[Git][ghc/ghc][wip/local-symbols-2] 2 commits: codeGen: Produce local symbols for module-internal functions

Ben Gamari gitlab at gitlab.haskell.org
Mon Oct 26 21:22:05 UTC 2020



Ben Gamari pushed to branch wip/local-symbols-2 at Glasgow Haskell Compiler / GHC


Commits:
49c69308 by Ben Gamari at 2020-10-26T17:21:57-04:00
codeGen: Produce local symbols for module-internal functions

It turns out that some important native debugging/profiling tools (e.g.
perf) rely only on symbol tables for function name resolution (as
opposed to using DWARF DIEs). However, previously GHC would emit
temporary symbols (e.g. `.La42b`) to identify module-internal
entities. Such symbols are dropped during linking and therefore not
visible to runtime tools (in addition to having rather un-helpful unique
names). For instance, `perf report` would often end up attributing all
cost to the libc `frame_dummy` symbol since Haskell code was no covered
by any proper symbol (see #17605).

We now rather follow the model of C compilers and emit
descriptively-named local symbols for module internal things.
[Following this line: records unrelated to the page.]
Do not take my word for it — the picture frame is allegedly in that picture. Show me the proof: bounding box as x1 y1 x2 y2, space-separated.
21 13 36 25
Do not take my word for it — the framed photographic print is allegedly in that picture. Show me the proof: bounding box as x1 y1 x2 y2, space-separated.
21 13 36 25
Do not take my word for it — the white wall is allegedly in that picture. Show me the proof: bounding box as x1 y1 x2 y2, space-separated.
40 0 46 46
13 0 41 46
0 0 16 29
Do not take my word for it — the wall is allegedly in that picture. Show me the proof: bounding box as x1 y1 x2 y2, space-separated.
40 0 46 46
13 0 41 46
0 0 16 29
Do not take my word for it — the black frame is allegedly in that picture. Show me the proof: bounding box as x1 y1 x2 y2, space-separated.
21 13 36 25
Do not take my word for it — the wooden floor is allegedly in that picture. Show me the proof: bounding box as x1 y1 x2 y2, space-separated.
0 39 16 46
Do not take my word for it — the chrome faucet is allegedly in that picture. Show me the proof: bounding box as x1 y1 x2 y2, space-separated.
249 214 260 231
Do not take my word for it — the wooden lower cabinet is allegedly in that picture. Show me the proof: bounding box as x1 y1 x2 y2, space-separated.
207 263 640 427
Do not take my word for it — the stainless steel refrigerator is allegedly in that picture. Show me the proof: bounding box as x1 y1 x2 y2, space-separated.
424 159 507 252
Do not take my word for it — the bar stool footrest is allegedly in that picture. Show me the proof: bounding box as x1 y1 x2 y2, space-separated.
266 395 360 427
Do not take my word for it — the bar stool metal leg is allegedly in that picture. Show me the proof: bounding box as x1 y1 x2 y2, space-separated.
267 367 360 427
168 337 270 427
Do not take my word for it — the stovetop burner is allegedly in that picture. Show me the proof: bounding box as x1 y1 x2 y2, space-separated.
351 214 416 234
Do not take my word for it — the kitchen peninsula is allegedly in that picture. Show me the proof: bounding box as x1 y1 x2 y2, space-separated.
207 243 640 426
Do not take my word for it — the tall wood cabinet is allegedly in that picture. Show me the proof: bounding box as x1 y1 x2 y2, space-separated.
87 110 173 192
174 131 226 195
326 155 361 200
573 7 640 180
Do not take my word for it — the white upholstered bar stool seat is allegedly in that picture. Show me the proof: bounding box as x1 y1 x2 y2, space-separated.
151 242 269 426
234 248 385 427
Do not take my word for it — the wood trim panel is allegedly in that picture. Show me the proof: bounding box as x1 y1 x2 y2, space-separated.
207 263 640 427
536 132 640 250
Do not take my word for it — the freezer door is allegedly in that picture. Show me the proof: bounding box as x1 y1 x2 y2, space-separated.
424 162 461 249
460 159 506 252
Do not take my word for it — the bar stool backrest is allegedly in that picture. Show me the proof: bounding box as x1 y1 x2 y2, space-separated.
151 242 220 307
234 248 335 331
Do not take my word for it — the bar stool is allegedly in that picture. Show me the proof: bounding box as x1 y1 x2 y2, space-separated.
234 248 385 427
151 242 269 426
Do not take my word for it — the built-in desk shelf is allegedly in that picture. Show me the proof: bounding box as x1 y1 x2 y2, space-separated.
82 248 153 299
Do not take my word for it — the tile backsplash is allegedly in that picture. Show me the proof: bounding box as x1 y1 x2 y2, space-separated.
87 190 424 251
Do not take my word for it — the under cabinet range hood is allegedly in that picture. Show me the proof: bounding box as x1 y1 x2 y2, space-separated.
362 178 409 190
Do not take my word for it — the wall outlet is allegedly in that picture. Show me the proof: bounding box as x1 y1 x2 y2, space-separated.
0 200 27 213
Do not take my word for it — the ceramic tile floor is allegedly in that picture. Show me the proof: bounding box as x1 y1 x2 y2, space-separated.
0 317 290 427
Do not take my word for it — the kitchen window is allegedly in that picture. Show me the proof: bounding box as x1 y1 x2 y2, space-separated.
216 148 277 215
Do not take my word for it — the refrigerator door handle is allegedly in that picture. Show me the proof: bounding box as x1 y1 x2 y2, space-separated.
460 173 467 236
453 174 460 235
Since this
will increase object file size this behavior can be disabled with the
`-fno-expose-all-symbols` flag.

With this `perf record` can finally be used against Haskell executables.
Even more, with `-g3` `perf annotate` provides inline source code.

- - - - -
6a977ea5 by Ben Gamari at 2020-10-26T17:21:57-04:00
Enable -fexpose-all-symbols when debug level is set

- - - - -


9 changed files:

- compiler/GHC/Cmm/CLabel.hs
- compiler/GHC/CmmToAsm.hs
- compiler/GHC/CmmToAsm/Config.hs
- compiler/GHC/CmmToAsm/Monad.hs
- compiler/GHC/CmmToAsm/X86/Ppr.hs
- compiler/GHC/Driver/Flags.hs
- compiler/GHC/Driver/Session.hs
- docs/users_guide/debug-info.rst
- docs/users_guide/phases.rst


Changes:

=====================================
compiler/GHC/Cmm/CLabel.hs
=====================================
@@ -118,6 +118,7 @@ module GHC.Cmm.CLabel (
         LabelStyle (..),
         pprDebugCLabel,
         pprCLabel,
+        ppInternalProcLabel,
 
         -- * Others
         dynamicLinkerLabelInfo,
@@ -1360,6 +1361,39 @@ pprCLabel platform sty lbl =
    CmmLabel _ _ fs CmmRet      -> maybe_underscore $ ftext fs <> text "_ret"
    CmmLabel _ _ fs CmmClosure  -> maybe_underscore $ ftext fs <> text "_closure"
 
+-- Note [Internal proc labels]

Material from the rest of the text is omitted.